Even more disturbing is the sheer indifference survivors have to contend with. McCormack and the others are fighting only for the health care they were promised. Two of the men take between 12 and 22 different prescription drugs to help control their ailments. Like thousands of others who breathed the toxic air at Ground Zero, they suffer from chronic respiratory problems known as "WTC cough." Given all they've endured, it's appalling to see them scramble to reclaim the funding that the government pledged and then rescinded.
Grass-roots Television
Following the formula that worked so well for his feature films, Greenwald and the Sierra Club are organizing house parties to view the first episode of "Chronicles." Sierra Club's Orli Cotel believes house parties are changing the way people watch television: "TV doesn't have to be an apathetic, couch-potato media; it can be a grass-roots organizing and activism tool. You can watch TV, sure, but then you can discuss it with your friends and take action."

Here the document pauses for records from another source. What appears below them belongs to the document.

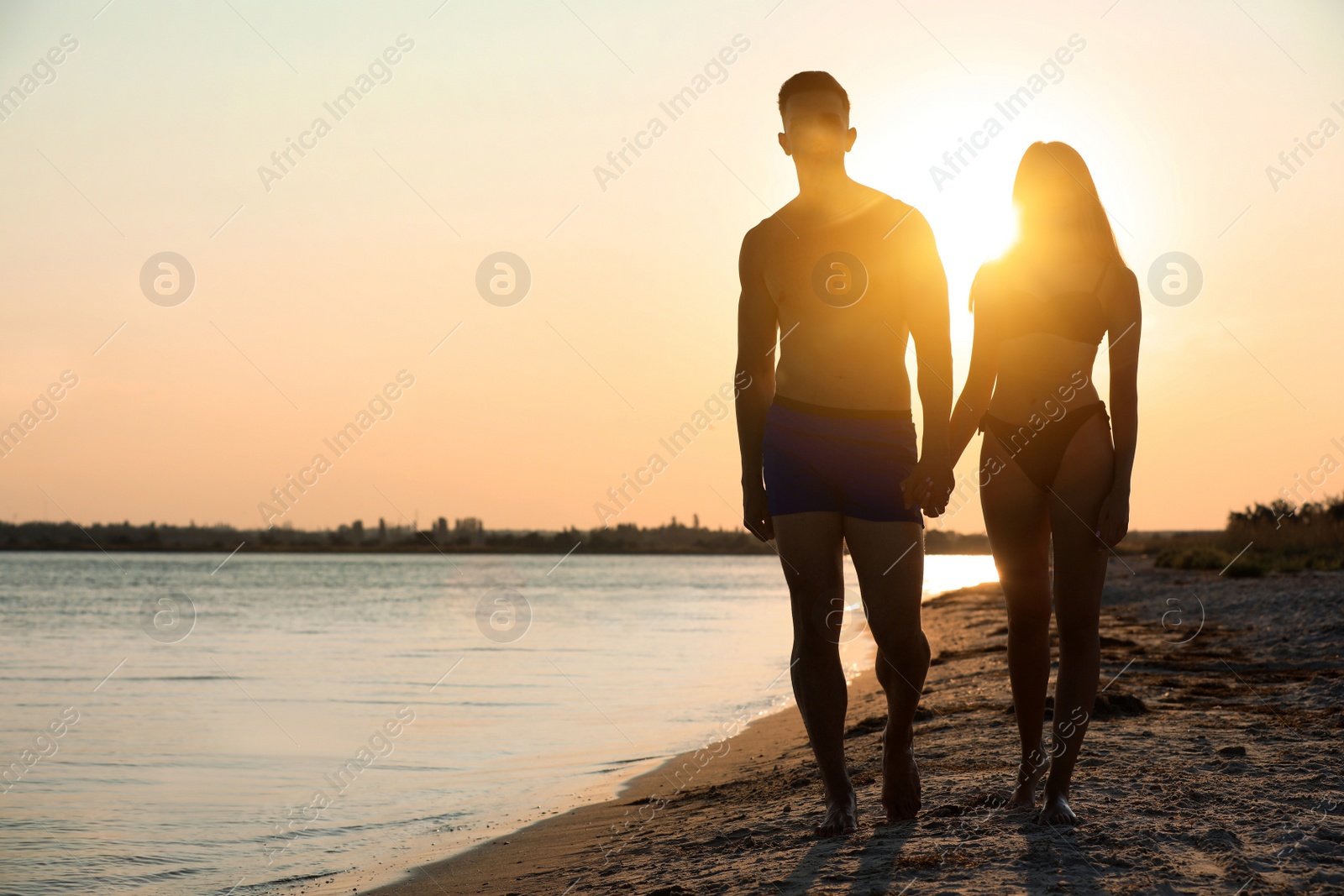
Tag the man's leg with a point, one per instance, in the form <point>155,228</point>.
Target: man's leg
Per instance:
<point>811,553</point>
<point>889,558</point>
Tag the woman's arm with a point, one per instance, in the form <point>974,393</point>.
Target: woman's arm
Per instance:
<point>754,379</point>
<point>1124,325</point>
<point>980,378</point>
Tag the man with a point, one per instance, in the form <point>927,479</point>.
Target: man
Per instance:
<point>842,275</point>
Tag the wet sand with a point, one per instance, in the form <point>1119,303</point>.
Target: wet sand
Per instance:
<point>1213,766</point>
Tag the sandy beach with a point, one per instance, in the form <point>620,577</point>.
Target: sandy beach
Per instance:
<point>1211,768</point>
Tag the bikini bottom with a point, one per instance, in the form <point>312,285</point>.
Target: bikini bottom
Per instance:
<point>1039,453</point>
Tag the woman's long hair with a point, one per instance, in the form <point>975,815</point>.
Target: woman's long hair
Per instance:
<point>1053,181</point>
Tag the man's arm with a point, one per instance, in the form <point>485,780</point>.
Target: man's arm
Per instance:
<point>1124,315</point>
<point>980,378</point>
<point>925,291</point>
<point>759,327</point>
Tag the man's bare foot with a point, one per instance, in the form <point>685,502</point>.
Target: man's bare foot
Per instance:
<point>1057,812</point>
<point>900,777</point>
<point>842,815</point>
<point>1028,778</point>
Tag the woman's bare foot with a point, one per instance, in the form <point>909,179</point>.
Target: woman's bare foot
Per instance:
<point>1057,812</point>
<point>842,815</point>
<point>1028,778</point>
<point>900,777</point>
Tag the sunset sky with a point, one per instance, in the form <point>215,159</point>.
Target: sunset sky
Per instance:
<point>318,284</point>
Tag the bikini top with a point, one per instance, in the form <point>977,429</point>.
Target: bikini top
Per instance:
<point>1073,315</point>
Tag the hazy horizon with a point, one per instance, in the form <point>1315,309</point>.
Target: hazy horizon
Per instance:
<point>323,275</point>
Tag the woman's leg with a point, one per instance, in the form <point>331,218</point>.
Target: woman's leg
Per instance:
<point>1018,521</point>
<point>1081,485</point>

Greenwald is convinced the grass-roots model reaches people who would otherwise miss these films. "Think about it for a minute," he said. "The people who are going to pay eight or nine bucks to see a movie already really want to see it or already agree with its message. But if your neighbor invites you to come over for a beer and the Wal-Mart film, you're much more likely to come."
If you don't have satellite television or can't find a house party in your town, you can download the entire show from SierraClubTV.org. Future episodes of "Sierra Club Chronicles" will cover the 1989 Exxon Valdez oil spill, DuPont's dioxin pollution in Mississippi, devastating oil drilling on public ranchlands in the West and more.
As for the forgotten heroes of 9/11, Sierra Club official Suzanne Mattei says there is still much that people can do. "In my mind," she said, "people like John Feal and John Sferaza have really become heroes twice, because in their own pain, in their own grief, in their own distress over their loss of health, they're still fighting. They're not just fighting for themselves, they're fighting for everyone. And our country still won't do right by them."